Bauxite Mine Abstract
Bauxite is mined and transported by conveyor to a processing plant, screened and washed, then placed into blended stockpiles to feed the alumina refinery. While being stacked to the stockpile, the ore is sampled. Completed stockpiles must be acceptably close to target grade (composition), not only in alumina, but also in residual silica, carbon and sodium carbonate.
The mine is an open-cut pit. Each day the choice of ore to mine, from multiple locations in the pit, is based upon estimates of grade. Estimated grade, from exploration drilling of the area before mining , has both systematic and random error. This paper describes an information system to guide the daily choice of ore to mine. Continually updating the comparison between forecasts and sampled product, the system provides adjusted forecasts. Ore is selected to bring the exponentially smoothed grade to target, in each of the control minerals.
Bauxite Mine Introduction
Bauxite is the raw material for alumina and aluminium production. In 2004, 56.6 million tonnes of bauxite were mined in Australia, the world’s largest producer. The Australian aluminium industry directly employs over 16,000 people. (Australian Bureau of Statistics, 2006). The International Aluminium Institute, (2000) provides a summary description of the bauxite mining and refining processes.
Figure 1 shows the flow of ore from mine to refinery. The ore is mined from an open-cut pit, from the various pit faces available at the time. For each 12-hour period, the mine planner must decide the amount of ore to be selected from each available source. Each available source has an estimated grade vector in a range of minerals, of which the four most important are alumina, reactive silica, carbon and oxalate. The grade estimate for each source is the “mine forecast”, based upon sampling from exploratory drill holes before mining.
The mined ore travels over 50 km on a conveyor belt to be crushed and sampled before being used to build stockpiles, typically of 200kt. The stockpiles are built by “chevron” stacking back and forth, and reclaimed from one end in such a way that each stockpile can be assumed to be of uniform grade.

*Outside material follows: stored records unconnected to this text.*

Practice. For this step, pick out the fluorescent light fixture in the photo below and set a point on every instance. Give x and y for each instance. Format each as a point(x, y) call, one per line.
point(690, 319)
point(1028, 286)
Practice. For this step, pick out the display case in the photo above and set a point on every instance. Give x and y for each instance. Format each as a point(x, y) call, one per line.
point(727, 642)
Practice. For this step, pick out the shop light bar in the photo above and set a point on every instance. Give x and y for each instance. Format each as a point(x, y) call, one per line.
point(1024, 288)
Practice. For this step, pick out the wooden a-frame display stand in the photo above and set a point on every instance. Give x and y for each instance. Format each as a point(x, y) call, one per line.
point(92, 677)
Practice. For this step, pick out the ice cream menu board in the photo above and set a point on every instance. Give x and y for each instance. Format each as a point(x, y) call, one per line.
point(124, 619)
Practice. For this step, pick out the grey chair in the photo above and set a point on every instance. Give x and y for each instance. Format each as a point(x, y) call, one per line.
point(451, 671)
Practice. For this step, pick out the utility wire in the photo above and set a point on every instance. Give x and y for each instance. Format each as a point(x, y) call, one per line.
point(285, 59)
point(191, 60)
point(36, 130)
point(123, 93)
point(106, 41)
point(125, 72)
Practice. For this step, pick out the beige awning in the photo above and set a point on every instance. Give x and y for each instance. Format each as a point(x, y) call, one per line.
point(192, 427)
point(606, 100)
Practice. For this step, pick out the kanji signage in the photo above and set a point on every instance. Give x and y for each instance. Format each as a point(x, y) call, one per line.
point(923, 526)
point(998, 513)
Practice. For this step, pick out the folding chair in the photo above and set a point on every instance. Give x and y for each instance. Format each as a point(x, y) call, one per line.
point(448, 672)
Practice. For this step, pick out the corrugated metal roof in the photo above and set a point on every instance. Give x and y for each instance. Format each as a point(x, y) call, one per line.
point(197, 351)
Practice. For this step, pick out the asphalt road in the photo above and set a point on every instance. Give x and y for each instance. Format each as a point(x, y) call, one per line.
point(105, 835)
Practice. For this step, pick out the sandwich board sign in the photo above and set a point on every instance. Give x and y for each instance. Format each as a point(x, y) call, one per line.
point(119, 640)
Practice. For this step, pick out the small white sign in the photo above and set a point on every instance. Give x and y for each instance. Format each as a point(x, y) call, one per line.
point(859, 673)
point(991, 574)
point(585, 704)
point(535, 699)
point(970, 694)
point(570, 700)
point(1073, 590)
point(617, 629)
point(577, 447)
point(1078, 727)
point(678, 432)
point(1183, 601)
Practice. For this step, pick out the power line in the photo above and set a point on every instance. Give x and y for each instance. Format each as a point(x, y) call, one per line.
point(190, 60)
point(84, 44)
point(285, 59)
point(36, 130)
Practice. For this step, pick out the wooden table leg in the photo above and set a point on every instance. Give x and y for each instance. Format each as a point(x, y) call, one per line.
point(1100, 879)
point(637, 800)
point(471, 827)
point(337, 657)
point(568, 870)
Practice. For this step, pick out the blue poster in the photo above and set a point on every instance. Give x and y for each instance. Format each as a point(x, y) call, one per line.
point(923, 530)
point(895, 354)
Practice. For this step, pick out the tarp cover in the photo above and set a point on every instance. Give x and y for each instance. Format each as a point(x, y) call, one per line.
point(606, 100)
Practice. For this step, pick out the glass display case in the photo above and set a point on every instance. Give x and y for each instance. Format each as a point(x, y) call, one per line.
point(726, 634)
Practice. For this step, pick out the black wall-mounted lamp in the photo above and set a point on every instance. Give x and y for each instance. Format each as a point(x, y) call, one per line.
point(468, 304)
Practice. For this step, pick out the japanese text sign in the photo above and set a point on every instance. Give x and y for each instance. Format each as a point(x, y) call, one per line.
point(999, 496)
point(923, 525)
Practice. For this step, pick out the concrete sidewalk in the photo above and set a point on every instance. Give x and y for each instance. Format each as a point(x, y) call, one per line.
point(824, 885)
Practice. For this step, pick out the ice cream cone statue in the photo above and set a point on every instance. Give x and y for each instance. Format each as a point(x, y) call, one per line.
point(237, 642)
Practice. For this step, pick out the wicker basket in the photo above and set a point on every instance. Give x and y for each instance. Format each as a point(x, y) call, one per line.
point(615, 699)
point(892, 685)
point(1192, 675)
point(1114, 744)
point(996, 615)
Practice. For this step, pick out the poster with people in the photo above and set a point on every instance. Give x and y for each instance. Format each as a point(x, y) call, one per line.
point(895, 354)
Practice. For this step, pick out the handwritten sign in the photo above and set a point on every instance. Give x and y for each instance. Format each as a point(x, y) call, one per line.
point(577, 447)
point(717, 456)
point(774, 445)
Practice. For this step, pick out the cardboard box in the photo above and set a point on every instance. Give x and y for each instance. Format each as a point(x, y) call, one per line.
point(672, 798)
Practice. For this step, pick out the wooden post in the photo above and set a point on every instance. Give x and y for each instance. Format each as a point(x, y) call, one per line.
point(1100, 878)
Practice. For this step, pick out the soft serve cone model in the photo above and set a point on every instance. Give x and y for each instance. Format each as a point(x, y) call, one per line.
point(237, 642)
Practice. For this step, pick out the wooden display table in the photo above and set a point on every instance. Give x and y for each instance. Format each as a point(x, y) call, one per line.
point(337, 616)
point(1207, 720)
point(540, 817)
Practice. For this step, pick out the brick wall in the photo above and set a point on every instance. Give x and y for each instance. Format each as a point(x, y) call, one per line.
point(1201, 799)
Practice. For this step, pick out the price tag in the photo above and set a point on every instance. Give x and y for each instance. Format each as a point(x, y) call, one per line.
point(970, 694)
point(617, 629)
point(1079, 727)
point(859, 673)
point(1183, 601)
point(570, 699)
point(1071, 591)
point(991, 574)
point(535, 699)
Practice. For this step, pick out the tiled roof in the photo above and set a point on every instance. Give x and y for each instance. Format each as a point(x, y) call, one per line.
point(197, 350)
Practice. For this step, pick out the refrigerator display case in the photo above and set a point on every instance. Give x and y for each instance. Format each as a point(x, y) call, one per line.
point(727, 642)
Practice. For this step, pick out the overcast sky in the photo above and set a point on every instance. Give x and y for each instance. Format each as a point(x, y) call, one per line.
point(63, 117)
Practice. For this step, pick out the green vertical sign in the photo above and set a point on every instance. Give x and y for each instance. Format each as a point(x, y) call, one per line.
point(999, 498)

The refinery uses the Bayer process (Habashi, 2005) to convert the bauxite ore to pure alumina. Efficient operation of the refinery depends upon the bauxite feed having consistent grade. It is therefore important that the stockpiles from which the refinery feed is drawn each have grade within a tight range of target, in each of the four minerals. To achieve the required stockpile grade, the ore selected each day must be chosen appropriately. This is a difficult task, because the ore grade is not known accurately until the ore has been mined, crushed, sampled and assayed. Before mining, the grade of each available source must be forecast from the assays of samples previously taken from quite widely spaced exploration drill holes. An adjusted forecast is calculated, by comparing the recent forecasts with corresponding production sample assays.
Selecting ore to bring each individual stockpile to target requires very tight operational coupling between the mining operation and the building of stockpiles, to ensure that material designed for a particular stockpile goes to that stockpile. The improved system to be described here is operationally decoupled by instead selecting ore each shift so as to bring the exponentially smoothed grade back to target. The Continuous Stockpile Management System (CSMS) being applied was originally developed for iron ore production (Everett, 1996, 2001; Kamperman, Howard & Everett, 2002).

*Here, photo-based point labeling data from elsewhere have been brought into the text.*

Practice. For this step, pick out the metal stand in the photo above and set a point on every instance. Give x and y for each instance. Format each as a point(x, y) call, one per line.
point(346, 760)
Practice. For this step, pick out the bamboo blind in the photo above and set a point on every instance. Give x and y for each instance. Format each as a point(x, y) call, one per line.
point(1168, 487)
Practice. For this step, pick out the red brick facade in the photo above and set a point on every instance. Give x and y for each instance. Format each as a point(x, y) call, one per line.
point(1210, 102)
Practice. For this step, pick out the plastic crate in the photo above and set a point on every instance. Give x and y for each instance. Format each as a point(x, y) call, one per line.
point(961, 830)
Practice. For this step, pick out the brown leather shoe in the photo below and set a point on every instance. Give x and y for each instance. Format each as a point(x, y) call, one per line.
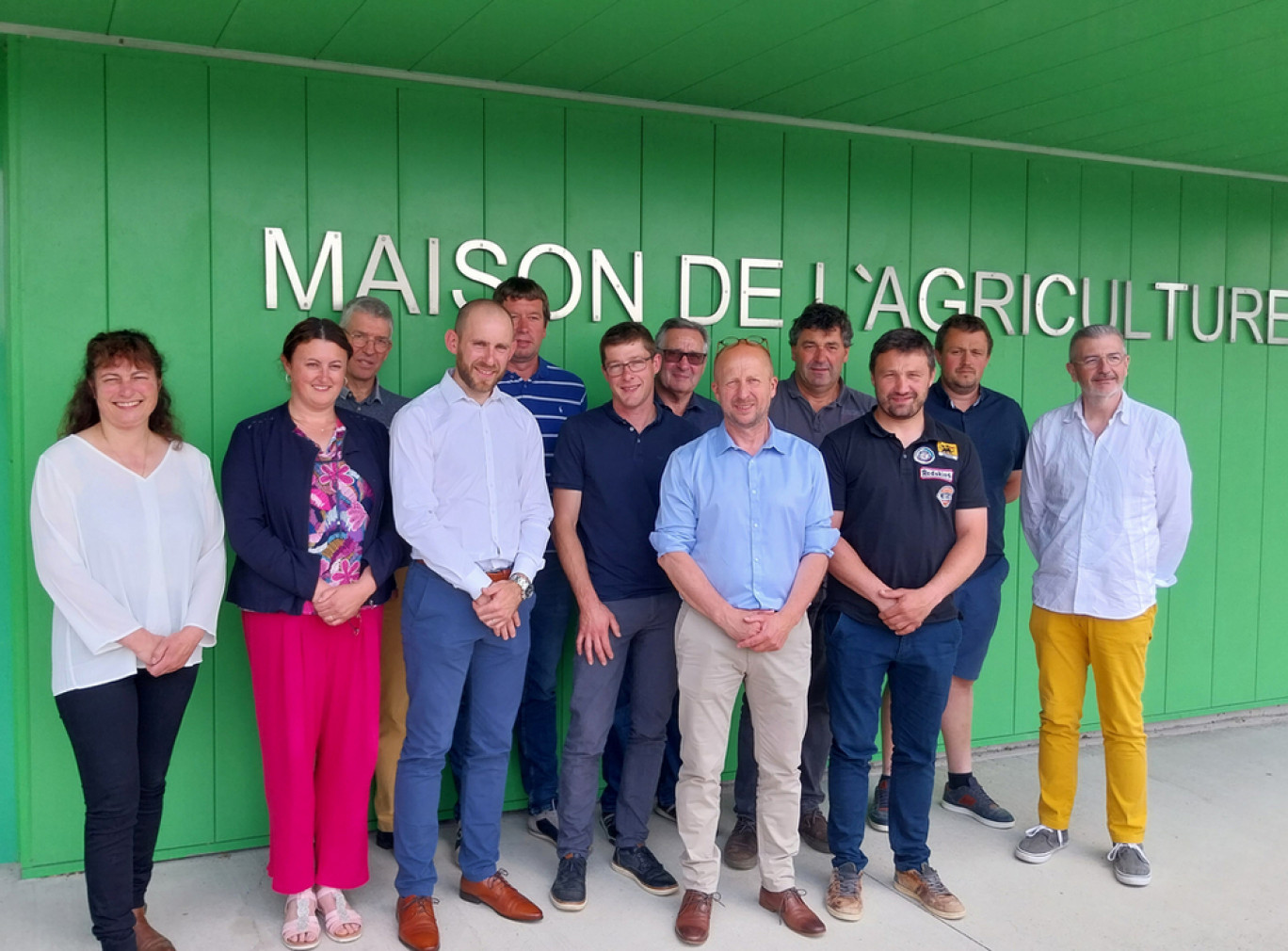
point(693, 923)
point(501, 897)
point(417, 928)
point(793, 910)
point(146, 937)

The CSMS achieves operational decoupling but tight information coupling between mining and stockpile building. In selecting ore to be mined, it is chosen to have adjusted forecast grade such that the exponentially smoothed continuous stockpile is as close as possible to target grade. As the ore is mined, the smoothed stockpile grade is updated to incorporate the adjusted forecast grade of the newly
mined ore. When that ore is sampled and assayed, the exponentially smoothed continuous stockpile grade is revised accordingly. The continuous stockpile grade, and the forecast adjustments are both calculated using exponential smoothing, a widely used forecasting technique (Hanke & Reitsch, 1998). However, the two applications of exponential smoothing differ from each other, and from the usual published applications, as will be described below.